Well, this is a subject that has been an issue in socioeconomic discussion since the time of reconstruction.  The initial problem of the poverty created by being strangers in economic society is helplessness to change your condition, in particular the substantive part of life.  We know that conditions have a direct effect on your stability and health.

 The article in Vox makes the statement that “living in a poor neighborhood changes everything about your life.”  I don’t know if people really understand how true that statement is.  I grew up in poverty, and we like to say that we were not poor, but rather “po,” without the other “o-r.”  There is a sense of hopeless and destitute reality that poor people live with and feel that can be suffocating.  I have often described as the defeat of defeatism. If I might explain, if you consciously see that no matter what you do, the same outcome will produce of all that is around you, then you stop believing that other things exist.  Of course, they exist, but for you that isn’t a part of reality.  Thus, you are defeated by defeat, and that is a tragedy of many people who grow up in severe poverty, and that poverty is more than resources.

The real poverty is the scarcity of opportunity which creates a feeling of futility. 

If you pair poverty with education, according to the articles, imagine trying to learn but real-life situations weigh and bombard your conscience at all times.  The oldest child, due to living in poverty becomes a caretaker, thrust into a responsibility that usually cause resentment, which often turns to societal anger.  It can also create a sense of unfairness, in which one believe that the world has two sets of rules subconsciously.  That becomes self-fulfilling prophecy when the behavior trends in the direction of negative realities.  Yet, education says that if you try hard enough you can change your stars.  How can one combat your dreams and hopes with reality that not only stares at you but bludgeons you on a daily basis?  This creates emotional and mental stress, and as the saying goes pressure burst pipes.

Another article we have read in this class confirmed what we know naturally through experience that the library of your vocabulary directly correlates with your upbringing.  If you are not accustomed to hearing certain words, and phrases, when you encounter them from a functional education point of view, you are literally behind in literacy.  Without the ability to decipher language, that will impede your understanding of sciences, mathematics, theories, and more.

Accordingly, the article addresses the problems of capital and location.  Children that live in more affluent neighborhoods or situations have a tremendous advantage not just from a resource point of view, but also from the alleviation of external issues that children in poverty have to overcome.
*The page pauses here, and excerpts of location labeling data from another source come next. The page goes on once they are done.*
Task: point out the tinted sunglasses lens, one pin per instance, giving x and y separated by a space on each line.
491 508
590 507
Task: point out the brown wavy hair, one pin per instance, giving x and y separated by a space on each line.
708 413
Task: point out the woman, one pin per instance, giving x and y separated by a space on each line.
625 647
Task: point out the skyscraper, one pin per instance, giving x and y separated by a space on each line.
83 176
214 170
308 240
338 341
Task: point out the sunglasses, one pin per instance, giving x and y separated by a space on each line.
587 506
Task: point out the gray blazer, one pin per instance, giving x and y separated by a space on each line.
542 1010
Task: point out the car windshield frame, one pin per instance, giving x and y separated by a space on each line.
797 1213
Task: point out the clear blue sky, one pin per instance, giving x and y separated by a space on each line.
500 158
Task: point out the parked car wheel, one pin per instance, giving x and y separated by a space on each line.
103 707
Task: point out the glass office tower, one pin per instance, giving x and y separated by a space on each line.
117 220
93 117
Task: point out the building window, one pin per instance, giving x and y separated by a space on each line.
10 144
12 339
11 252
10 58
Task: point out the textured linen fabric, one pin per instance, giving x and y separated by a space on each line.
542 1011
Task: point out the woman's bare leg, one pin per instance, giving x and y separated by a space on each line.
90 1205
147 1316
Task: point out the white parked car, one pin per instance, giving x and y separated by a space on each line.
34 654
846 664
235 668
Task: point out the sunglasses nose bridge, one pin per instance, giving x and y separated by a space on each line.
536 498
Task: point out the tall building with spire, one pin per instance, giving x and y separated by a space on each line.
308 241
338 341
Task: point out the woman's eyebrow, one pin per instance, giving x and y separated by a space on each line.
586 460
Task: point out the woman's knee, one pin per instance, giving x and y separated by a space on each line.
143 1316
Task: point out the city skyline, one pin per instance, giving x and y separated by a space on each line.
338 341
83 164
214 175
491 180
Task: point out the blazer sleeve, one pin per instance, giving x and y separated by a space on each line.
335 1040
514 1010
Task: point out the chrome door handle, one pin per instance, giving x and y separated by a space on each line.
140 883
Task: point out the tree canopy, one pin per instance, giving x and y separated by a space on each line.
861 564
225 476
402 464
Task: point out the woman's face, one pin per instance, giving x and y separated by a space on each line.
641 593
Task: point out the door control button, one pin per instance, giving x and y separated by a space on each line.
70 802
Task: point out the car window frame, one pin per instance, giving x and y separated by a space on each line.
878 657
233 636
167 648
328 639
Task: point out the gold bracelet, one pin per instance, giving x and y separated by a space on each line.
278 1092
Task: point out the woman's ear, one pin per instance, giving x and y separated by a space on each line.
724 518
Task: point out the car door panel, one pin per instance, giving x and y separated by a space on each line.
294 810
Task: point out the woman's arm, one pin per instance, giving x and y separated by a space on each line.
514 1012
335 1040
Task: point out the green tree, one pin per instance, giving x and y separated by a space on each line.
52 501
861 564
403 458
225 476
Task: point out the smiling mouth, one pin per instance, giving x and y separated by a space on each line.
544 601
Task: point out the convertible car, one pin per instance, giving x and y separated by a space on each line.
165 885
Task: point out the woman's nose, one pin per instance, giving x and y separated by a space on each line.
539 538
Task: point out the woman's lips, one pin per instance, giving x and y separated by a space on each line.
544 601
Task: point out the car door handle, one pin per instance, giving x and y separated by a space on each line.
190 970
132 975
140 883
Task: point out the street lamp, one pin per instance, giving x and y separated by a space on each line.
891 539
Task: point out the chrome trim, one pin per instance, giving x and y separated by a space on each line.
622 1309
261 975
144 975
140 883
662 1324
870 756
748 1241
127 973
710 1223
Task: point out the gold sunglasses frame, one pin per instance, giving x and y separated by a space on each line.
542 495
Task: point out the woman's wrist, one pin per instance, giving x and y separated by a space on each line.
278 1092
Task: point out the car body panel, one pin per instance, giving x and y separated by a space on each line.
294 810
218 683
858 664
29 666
Above we gave an example of how external issue impact internally.  If you compound that with the home life and the condition of the parent educationally, professionally, and mentally, one can see the conflux of the perfect storm.  Statistics bear it out in the articles that this issue is well known and complicated, but there is reason to believe it can be mitigated.
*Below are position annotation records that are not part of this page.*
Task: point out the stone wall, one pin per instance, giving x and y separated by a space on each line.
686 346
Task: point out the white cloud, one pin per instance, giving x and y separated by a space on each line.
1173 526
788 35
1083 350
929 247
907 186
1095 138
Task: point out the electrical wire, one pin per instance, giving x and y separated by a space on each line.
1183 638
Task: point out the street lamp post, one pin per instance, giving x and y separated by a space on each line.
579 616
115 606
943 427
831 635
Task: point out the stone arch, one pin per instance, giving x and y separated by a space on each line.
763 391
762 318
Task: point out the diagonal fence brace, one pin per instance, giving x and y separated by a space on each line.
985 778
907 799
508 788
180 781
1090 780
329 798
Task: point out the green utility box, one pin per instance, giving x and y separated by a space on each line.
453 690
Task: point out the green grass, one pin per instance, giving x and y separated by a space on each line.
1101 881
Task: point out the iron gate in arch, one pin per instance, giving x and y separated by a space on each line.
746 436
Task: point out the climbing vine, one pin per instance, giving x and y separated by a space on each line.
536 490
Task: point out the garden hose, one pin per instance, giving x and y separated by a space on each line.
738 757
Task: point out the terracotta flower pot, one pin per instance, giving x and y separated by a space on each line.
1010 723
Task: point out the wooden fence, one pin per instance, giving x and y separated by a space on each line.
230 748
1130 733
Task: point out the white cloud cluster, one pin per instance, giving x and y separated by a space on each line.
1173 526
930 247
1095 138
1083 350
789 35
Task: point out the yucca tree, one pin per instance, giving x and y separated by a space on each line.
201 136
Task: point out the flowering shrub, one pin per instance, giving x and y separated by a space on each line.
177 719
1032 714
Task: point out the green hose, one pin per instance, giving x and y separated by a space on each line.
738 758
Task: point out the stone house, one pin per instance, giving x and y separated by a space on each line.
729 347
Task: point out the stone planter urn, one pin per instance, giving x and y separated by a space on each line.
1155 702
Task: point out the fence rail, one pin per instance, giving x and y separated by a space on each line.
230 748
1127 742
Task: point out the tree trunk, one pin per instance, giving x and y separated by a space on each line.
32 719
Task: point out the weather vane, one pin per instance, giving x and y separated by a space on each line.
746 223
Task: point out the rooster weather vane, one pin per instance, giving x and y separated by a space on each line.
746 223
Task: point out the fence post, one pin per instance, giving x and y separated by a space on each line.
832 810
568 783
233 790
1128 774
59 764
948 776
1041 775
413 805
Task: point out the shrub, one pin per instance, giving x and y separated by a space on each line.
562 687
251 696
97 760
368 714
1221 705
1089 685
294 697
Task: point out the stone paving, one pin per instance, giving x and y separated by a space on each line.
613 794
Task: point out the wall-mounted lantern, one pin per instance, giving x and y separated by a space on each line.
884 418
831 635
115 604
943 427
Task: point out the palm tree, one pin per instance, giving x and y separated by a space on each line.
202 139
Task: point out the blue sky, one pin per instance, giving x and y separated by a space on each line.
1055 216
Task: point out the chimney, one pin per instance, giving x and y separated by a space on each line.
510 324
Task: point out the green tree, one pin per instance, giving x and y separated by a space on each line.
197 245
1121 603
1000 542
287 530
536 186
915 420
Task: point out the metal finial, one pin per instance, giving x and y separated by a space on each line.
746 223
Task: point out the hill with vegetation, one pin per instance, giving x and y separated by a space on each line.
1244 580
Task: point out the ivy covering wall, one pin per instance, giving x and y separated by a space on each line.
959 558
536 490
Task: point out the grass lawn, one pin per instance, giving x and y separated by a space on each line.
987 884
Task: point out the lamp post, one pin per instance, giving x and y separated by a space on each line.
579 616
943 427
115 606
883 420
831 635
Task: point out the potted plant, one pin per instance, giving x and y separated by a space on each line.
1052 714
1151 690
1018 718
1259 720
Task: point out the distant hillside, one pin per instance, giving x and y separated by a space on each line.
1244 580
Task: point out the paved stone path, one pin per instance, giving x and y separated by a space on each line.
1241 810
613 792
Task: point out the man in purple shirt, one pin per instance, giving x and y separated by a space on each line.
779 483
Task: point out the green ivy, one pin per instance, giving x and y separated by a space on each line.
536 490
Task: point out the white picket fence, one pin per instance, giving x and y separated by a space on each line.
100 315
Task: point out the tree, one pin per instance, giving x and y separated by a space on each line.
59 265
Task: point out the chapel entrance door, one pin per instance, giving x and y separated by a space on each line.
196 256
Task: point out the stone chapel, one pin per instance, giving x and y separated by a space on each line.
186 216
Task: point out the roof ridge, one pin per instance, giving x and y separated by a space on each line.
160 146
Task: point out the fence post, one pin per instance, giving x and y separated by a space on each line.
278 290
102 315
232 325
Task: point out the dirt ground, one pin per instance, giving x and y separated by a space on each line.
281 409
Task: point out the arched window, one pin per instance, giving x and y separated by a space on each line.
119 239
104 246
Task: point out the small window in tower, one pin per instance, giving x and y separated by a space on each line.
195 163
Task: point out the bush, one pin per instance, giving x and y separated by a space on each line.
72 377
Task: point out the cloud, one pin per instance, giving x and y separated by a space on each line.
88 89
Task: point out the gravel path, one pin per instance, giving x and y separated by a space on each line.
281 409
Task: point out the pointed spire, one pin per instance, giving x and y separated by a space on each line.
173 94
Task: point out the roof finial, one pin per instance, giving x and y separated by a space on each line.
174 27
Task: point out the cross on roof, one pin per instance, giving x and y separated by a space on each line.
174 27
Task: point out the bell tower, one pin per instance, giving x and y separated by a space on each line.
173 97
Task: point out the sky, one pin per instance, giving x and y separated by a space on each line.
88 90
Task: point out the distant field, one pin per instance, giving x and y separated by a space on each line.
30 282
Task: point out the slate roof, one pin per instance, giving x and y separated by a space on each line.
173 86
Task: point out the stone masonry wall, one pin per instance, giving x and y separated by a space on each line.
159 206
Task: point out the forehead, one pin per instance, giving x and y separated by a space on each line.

It is no secret that we have the money to alleviate poverty.  The question is not ability but desire to do it.  I hate to say this, but poverty is profitable and serves systemic need.  If it did not, then all would ascend like the Italians, Jews, Irish, and Chines of the early 19th century tenements and slums.  Poverty seems to be in particularly related to a couple of social groups. That is not to say that the people of Appalachia, Arkansas, Alabama, and the likes don’t have it, but we all know how it affects the black and Hispanic populations.
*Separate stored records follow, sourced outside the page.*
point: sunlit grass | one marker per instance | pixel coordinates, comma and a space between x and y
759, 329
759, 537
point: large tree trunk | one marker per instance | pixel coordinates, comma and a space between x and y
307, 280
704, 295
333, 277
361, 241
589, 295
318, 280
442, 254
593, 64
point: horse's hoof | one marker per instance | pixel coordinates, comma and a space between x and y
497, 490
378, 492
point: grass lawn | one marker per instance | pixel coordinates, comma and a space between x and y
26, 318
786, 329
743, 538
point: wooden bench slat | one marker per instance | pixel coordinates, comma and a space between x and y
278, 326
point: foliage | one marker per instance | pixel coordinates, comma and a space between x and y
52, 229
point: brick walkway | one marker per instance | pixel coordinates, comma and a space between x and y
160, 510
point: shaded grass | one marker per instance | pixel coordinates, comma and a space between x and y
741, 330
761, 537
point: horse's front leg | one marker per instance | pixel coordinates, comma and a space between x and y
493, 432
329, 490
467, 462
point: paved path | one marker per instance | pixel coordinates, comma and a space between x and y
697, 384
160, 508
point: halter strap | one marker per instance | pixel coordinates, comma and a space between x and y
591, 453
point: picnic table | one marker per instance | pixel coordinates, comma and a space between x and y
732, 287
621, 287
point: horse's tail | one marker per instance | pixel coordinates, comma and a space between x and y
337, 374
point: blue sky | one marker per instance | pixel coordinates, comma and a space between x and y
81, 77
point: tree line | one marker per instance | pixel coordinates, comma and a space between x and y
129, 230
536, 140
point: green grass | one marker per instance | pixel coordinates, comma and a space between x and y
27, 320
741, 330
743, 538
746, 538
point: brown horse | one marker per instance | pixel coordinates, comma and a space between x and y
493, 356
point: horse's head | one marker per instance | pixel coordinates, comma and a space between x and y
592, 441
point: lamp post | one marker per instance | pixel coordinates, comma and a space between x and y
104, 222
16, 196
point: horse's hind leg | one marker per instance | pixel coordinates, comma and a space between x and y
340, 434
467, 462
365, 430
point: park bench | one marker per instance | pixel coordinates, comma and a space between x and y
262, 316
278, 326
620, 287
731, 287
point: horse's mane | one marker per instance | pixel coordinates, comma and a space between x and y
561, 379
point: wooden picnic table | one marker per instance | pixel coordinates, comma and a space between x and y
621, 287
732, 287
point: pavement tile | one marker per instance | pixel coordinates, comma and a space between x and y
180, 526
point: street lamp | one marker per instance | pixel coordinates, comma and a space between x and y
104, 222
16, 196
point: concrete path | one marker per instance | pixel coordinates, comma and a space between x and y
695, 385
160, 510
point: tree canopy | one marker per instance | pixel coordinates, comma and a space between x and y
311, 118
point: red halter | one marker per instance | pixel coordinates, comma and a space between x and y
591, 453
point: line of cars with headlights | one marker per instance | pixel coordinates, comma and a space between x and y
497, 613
The chief means of alleviate this disease, is to allocate the resources necessary.  It is not complicated at all.  Secondly, cease to permit silent segregation in every quarter. 

The wealth problem cannot be so easily solved because that is individualistic and a product of capitalism.  You can’t make up centuries of the lack access to wealth building institutions.  What you can do is create a better playing field and reduce the marginalization of society in respects to the poor.  Better schools and learning mechanisms can be provided, along with teachers who are the equation equalizer all across the world.